Young activists challenge Kellogg’s over ‘misleading’ health claims

Kellogg’s has been challenged by young activists over “misleading” health claims.

As a result, these campaigners delivered a years supply of mud replicating the FMCG giants fake ‘health’ product “Müd” to its factory gates in Manchester.

Made entirely from mud but branded as high in fibre, a great source of minerals and low in fat, the bars were created to call out “manipulative marketing tactics” used by big food brands.

Titled ‘Bite Back 2030’, the new campaign is calling on Kellogg’s and the industry to be more transparent with consumers and to stop putting health claims on high fat, salt, and sugar products (HFSS).
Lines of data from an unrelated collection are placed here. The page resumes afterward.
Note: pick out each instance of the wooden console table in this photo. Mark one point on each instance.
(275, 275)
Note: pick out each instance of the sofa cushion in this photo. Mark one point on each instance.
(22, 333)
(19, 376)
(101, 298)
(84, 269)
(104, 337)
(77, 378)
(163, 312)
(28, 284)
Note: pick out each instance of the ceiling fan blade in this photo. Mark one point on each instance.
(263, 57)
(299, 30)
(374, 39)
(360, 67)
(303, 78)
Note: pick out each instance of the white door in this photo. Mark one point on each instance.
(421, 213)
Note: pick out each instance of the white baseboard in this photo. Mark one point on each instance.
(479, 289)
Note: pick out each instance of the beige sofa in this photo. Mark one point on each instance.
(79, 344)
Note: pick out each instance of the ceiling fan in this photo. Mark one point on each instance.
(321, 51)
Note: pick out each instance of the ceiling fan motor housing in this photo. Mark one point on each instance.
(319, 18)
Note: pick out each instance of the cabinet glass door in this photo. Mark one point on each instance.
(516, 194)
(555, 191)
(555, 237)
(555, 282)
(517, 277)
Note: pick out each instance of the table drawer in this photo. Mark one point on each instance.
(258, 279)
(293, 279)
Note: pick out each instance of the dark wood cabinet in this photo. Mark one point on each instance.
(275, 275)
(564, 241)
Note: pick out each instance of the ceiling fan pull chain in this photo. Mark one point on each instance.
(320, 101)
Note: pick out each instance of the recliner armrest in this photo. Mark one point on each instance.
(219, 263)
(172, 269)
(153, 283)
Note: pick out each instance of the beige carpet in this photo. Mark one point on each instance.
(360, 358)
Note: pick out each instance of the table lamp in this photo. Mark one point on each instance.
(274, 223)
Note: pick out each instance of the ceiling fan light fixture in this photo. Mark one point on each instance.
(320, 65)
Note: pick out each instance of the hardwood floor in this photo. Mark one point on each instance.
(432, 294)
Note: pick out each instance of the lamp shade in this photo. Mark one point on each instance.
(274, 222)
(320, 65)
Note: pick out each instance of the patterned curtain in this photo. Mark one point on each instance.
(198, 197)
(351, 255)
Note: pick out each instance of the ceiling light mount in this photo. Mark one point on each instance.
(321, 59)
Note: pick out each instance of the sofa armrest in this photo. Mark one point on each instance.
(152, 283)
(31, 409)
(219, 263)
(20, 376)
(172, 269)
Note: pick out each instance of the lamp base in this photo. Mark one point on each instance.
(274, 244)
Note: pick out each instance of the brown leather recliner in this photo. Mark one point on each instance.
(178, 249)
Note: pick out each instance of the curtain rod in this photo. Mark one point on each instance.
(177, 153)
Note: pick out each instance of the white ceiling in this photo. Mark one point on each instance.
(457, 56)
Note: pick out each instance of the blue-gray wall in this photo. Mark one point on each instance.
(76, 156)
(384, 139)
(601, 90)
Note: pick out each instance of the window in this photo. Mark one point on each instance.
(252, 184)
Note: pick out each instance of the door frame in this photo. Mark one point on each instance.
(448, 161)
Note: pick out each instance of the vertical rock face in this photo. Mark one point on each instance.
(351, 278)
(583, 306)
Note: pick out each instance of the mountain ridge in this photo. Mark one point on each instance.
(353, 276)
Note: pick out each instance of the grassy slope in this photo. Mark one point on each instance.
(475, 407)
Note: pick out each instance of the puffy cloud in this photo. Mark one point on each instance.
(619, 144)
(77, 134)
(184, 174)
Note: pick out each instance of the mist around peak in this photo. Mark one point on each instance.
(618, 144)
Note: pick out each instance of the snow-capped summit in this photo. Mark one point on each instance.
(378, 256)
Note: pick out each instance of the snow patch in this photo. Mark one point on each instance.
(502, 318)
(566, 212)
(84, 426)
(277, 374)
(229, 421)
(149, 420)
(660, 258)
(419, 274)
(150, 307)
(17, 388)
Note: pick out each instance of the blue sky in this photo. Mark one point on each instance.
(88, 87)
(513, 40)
The campaign is also demanding companies like Kellogg’s, Müller and Coca-Cola to not hide what’s inside their products, and are calling for a change in the law from the Secretary of State for Health, Rt Hon Sajid Javid MP.

The stunt builds on Bite Back 2030’s research, which showed over half of teens buy products based on their health claims, whilst 57% of products labelled with health and nutrition claims are too high in salt, saturated fat, or sugar.

Arriving with wheelbarrows full of ‘müd’ (pronounced ‘mood’), their new, fake and mud filled snack bar, the campaigners are calling on Kellogg’s and other brands to step up with clear and honest packaging.

READ MORE: Kellogg’s reveals plans to split into three separate food businesses 

“It was ridiculously easy to copy big-brand tactics and develop a product that, based on health claims alone, people would want to buy,” Bite Back 2030 campaigner, Barakat Omomayowa said.

“It might seem wacky, but these are the marketing tactics that young people are up against every day. We don’t get told the whole truth when it comes to the food we eat, and we’re fed up with it.

The action comes in the wake of the government’s new food strategy, widely criticised for rejecting proposals for a new salt and sugar tax, and the failure of the government to tighten restrictions on the marketing and advertising of junk food.

Becky Odoi, who took part in the stunt, said: “This might give people a laugh, but we’re serious. The food system is rigged against our health and whilst it should be easy to eat healthily, it isn’t.

“Right now, the health of one in three 11-year-olds is at risk from the food they eat, so we need the Health Secretary to step in and introduce clear, mandatory labelling policies that protect our health.